All of lore.kernel.org
 help / color / mirror / Atom feed
From: Mathieu Desnoyers <mathieu.desnoyers@polymtl.ca>
To: Jens Axboe <axboe@kernel.dk>, Andrea Arcangeli <andrea@suse.de>,
	akpm@linux-foundation.org, Ingo Molnar <mingo@elte.hu>,
	Linus Torvalds <torvalds@linux-foundation.org>
Cc: linux-kernel@vger.kernel.org, ltt-dev@lists.casi.polymtl.ca
Subject: [RFC PATCH] block: Fix bio merge induced high I/O latency
Date: Sat, 17 Jan 2009 11:26:57 -0500	[thread overview]
Message-ID: <20090117162657.GA31965@Krystal> (raw)
In-Reply-To: <20090117004439.GA11492@Krystal>

A long standing I/O regression (since 2.6.18, still there today) has hit
Slashdot recently :
http://bugzilla.kernel.org/show_bug.cgi?id=12309
http://it.slashdot.org/article.pl?sid=09/01/15/049201

I've taken a trace reproducing the wrong behavior on my machine and I
think it's getting us somewhere.

LTTng 0.83, kernel 2.6.28
Machine : Intel Xeon E5405 dual quad-core, 16GB ram
(just created a new block-trace.c LTTng probe which is not released yet.
It basically replaces blktrace)


echo 3 > /proc/sys/vm/drop_caches

lttctl -C -w /tmp/trace -o channel.mm.bufnum=8 -o channel.block.bufnum=64 trace

dd if=/dev/zero of=/tmp/newfile bs=1M count=1M
cp -ax music /tmp   (copying 1.1GB of mp3)

ls  (takes 15 seconds to get the directory listing !)

lttctl -D trace

I looked at the trace (especially at the ls surroundings), and bash is
waiting for a few seconds for I/O in the exec system call (to exec ls).

While this happens, we have dd doing lots and lots of bio_queue. There
is a bio_backmerge after each bio_queue event. This is reasonable,
because dd is writing to a contiguous file.

However, I wonder if this is not the actual problem. We have dd which
has the head request in the elevator request queue. It is progressing
steadily by plugging/unplugging the device periodically and gets its
work done. However, because requests are being dequeued at the same
rate others are being merged, I suspect it stays at the top of the queue
and does not let the other unrelated requests run.

There is a test in the blk-merge.c which makes sure that merged requests
do not get bigger than a certain size. However, if the request is
steadily dequeued, I think this test is not doing anything.

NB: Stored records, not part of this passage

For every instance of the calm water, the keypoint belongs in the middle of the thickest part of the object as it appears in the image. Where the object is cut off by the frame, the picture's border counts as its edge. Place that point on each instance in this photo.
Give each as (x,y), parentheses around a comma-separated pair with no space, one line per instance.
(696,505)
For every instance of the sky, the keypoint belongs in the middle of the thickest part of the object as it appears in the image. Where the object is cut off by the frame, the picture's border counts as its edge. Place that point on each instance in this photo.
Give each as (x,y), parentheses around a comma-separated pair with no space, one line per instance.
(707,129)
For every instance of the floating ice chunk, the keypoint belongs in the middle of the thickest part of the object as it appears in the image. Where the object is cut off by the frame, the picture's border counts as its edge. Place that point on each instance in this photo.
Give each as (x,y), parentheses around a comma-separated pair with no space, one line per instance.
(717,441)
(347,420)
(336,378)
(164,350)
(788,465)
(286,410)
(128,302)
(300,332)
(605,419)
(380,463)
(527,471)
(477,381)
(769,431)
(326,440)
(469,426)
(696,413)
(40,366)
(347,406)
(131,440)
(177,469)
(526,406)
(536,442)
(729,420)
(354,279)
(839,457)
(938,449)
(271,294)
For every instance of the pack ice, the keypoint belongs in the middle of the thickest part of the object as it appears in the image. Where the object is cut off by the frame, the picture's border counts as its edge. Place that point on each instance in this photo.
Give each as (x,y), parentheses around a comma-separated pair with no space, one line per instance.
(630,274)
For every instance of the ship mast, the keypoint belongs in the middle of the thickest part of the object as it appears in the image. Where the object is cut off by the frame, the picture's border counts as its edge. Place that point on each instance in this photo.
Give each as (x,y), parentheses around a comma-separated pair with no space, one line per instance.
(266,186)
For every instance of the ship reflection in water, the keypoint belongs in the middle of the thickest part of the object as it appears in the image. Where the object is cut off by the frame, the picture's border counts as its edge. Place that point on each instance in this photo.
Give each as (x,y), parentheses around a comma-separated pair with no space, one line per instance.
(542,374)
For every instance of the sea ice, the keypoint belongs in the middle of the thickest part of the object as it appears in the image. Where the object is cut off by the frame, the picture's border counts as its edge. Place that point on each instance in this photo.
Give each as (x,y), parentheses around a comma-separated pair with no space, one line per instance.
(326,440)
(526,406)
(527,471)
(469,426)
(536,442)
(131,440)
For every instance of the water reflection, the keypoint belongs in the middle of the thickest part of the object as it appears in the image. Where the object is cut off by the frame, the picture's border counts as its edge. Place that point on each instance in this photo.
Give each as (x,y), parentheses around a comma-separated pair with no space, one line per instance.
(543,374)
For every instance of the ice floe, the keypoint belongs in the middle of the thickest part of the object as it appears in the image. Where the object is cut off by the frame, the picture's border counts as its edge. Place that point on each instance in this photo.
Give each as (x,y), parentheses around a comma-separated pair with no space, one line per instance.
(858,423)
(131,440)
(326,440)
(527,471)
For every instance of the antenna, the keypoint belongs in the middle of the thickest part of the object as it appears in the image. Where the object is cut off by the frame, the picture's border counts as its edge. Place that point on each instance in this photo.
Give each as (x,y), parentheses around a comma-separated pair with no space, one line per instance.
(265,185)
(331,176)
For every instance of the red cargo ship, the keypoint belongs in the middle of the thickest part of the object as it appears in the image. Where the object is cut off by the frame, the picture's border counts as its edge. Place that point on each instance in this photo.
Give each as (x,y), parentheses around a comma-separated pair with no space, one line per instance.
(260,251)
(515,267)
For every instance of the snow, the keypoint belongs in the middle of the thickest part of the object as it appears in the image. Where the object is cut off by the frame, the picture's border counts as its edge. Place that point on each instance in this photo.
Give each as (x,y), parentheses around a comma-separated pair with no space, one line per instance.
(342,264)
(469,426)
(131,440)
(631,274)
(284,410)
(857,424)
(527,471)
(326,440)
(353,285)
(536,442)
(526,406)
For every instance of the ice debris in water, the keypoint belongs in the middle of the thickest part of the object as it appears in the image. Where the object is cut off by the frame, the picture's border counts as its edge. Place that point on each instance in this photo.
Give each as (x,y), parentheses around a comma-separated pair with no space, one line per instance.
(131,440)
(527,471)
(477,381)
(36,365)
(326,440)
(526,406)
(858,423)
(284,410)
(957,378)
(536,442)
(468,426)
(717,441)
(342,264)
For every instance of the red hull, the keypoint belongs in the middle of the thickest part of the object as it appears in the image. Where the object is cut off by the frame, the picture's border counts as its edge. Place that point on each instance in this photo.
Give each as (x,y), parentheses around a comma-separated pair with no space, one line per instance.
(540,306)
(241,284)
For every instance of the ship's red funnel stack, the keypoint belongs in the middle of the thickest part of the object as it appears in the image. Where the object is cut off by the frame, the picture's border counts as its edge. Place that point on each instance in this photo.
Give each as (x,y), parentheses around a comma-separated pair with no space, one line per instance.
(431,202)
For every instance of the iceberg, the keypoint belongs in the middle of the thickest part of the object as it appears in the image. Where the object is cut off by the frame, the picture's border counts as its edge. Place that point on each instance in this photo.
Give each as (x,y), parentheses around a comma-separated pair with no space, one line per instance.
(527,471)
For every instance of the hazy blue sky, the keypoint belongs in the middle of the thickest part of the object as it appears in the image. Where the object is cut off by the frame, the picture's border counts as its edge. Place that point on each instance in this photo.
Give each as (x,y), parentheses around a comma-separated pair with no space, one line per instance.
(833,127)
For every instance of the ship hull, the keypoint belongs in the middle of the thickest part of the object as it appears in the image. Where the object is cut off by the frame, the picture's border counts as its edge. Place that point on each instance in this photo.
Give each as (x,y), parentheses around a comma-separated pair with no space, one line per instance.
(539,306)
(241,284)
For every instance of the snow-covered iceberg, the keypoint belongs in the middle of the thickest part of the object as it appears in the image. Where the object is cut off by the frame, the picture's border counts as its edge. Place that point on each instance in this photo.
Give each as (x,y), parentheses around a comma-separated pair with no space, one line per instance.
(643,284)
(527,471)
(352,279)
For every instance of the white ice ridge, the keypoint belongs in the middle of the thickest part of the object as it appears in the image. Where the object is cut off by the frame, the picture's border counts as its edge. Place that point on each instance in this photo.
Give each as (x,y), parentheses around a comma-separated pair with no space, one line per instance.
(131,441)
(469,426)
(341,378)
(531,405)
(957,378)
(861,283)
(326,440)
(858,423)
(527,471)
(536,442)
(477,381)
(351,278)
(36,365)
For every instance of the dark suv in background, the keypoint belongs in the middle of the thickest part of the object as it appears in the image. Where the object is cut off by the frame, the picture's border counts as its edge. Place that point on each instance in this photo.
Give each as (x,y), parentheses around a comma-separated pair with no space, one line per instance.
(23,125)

This patch implements a basic test to make sure we never merge more than 128
requests into the same request if it is the "last_merge" request. I have not
been able to trigger the problem again with the fix applied. It might not be in
a perfect state : there may be better solutions to the problem, but I think it
helps pointing out where the culprit lays.

Signed-off-by: Mathieu Desnoyers <mathieu.desnoyers@polymtl.ca>
CC: Jens Axboe <axboe@kernel.dk>
CC: Andrea Arcangeli <andrea@suse.de>
CC: akpm@linux-foundation.org
CC: Ingo Molnar <mingo@elte.hu>
CC: Linus Torvalds <torvalds@linux-foundation.org>
---
 block/blk-merge.c      |   12 +++++++++---
 block/elevator.c       |   31 ++++++++++++++++++++++++++++---
 include/linux/blkdev.h |    1 +
 3 files changed, 38 insertions(+), 6 deletions(-)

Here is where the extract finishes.